Crónica de un cabaret infernal [VERSIÓN CASTELLANO]

Andrea Balart, Irina Balart, Íngrid Gustems. BARCELONA. Terror, humor, erotismo y espectacularidad. Estos serían los mejores adjetivos para describir el Cabaret Maldito, la tercera parte de la trilogía del Circo de los Horrores que se estrenó ayer a las 20:30h en Barcelona. Un show poco convencional, sin normas ni tabúes a la hora de mostrar los deseos más oscuros y perversos de la sociedad.

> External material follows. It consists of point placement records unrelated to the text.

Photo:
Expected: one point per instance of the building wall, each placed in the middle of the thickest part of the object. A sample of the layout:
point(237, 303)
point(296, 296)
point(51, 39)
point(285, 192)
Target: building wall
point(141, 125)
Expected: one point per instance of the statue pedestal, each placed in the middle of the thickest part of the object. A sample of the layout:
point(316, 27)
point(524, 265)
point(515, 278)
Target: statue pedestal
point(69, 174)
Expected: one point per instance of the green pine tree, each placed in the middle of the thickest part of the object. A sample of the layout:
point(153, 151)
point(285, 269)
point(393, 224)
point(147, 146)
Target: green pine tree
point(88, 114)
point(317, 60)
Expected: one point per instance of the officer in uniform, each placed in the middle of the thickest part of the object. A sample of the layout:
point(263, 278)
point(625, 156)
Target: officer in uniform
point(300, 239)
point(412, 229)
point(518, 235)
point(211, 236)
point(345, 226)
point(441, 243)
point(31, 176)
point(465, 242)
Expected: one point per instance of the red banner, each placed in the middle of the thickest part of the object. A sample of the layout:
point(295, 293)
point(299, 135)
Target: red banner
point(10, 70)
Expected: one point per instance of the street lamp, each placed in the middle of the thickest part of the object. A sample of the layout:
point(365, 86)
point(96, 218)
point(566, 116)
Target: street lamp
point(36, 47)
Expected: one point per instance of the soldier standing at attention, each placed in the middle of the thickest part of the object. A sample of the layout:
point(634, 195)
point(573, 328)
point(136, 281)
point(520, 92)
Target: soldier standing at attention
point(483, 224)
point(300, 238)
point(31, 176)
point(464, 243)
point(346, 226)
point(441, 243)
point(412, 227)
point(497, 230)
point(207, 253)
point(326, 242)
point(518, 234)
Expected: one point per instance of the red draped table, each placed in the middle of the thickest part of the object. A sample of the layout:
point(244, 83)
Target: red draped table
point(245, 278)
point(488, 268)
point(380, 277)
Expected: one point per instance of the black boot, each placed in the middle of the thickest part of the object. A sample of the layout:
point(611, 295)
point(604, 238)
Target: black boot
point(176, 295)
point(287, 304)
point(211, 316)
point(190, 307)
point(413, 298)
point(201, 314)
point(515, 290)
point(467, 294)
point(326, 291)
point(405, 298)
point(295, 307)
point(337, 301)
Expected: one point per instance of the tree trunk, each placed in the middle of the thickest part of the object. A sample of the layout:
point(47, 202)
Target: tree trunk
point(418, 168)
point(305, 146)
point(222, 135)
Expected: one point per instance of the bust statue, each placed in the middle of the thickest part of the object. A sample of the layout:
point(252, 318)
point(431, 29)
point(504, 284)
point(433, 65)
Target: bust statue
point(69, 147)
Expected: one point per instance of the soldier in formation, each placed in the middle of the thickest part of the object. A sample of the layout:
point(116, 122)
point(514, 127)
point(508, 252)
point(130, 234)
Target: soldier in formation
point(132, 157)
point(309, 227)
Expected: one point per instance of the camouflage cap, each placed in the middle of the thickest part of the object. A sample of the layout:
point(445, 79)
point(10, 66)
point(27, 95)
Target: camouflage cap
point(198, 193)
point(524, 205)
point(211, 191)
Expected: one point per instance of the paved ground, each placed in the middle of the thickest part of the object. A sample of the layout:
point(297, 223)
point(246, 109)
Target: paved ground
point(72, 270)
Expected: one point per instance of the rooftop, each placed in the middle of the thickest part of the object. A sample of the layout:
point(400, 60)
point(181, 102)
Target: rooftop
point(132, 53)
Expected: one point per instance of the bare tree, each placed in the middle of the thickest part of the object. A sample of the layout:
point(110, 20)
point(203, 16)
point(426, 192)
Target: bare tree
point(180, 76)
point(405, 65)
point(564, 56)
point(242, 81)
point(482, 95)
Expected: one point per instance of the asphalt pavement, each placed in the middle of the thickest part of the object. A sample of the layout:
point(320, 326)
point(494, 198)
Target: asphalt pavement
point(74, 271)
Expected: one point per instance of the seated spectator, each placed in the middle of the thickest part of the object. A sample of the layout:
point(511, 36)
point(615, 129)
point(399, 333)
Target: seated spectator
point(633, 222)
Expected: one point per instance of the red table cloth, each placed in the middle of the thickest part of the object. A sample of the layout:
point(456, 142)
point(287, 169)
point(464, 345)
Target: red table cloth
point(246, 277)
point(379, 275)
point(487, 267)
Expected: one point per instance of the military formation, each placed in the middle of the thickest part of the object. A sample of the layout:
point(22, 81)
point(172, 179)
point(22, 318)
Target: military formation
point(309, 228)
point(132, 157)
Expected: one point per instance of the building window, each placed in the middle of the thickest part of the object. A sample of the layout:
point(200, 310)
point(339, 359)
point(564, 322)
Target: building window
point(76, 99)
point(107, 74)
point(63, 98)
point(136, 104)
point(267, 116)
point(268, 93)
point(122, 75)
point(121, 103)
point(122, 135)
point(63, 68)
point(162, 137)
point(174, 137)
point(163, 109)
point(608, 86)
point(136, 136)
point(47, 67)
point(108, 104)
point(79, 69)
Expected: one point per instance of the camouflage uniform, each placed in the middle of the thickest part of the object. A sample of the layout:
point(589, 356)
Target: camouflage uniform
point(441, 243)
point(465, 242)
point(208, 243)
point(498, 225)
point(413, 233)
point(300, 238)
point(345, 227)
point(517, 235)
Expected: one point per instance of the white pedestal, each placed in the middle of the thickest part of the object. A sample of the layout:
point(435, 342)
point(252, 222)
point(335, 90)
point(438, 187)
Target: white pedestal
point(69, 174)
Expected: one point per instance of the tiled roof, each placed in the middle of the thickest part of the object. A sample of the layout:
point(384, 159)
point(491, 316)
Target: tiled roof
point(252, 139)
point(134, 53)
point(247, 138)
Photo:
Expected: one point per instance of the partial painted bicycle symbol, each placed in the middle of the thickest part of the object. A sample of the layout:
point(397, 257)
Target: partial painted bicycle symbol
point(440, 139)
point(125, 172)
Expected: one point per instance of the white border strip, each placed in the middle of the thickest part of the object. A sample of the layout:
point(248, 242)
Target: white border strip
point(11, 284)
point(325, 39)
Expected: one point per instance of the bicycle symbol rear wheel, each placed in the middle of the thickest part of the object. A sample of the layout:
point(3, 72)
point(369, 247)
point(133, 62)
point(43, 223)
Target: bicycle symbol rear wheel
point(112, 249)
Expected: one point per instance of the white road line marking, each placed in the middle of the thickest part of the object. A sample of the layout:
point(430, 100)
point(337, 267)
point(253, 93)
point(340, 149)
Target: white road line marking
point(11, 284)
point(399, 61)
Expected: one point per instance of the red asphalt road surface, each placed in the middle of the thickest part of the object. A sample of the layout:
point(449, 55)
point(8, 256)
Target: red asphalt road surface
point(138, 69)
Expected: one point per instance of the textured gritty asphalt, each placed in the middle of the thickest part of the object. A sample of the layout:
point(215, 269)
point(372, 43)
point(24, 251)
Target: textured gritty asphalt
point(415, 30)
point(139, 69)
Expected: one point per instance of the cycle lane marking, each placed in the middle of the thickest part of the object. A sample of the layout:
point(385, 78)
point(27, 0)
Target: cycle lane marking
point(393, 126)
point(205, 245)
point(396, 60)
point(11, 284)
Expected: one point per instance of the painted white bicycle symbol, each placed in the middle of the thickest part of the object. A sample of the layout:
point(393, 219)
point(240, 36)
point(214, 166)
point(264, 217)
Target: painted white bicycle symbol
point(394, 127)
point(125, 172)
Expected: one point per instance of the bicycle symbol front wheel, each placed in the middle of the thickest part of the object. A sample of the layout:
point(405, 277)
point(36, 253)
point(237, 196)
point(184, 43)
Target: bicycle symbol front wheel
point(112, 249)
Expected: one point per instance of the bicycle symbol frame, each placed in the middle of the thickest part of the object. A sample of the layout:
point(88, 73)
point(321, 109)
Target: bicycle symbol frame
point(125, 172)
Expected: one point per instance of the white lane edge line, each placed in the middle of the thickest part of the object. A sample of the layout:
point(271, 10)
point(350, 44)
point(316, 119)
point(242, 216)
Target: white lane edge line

Nada más entrar en la carpa negra, un predicador con un megáfono alertaba a los espectadores que no accedieran al circo mientras los tildaba de pervertidos. Y tenía razón. Cuando el público accedía al recinto hacía un pacto implícito con el mismo diablo (Suso Silva). La interacción entre los artistas y el auditorio fue constante. Los demonios, los travestidos y las perras del Infierno preguntaron al auditorio sobre sus fantasías sexuales, los hicieron confesar sus pecados en un tipo de confesionario donde Lucifer hacía de juez, los obligaron a bailar sensualmente e incluso a imitar un orgasmo. Sin duda, un espectáculo que nadie se esperaba.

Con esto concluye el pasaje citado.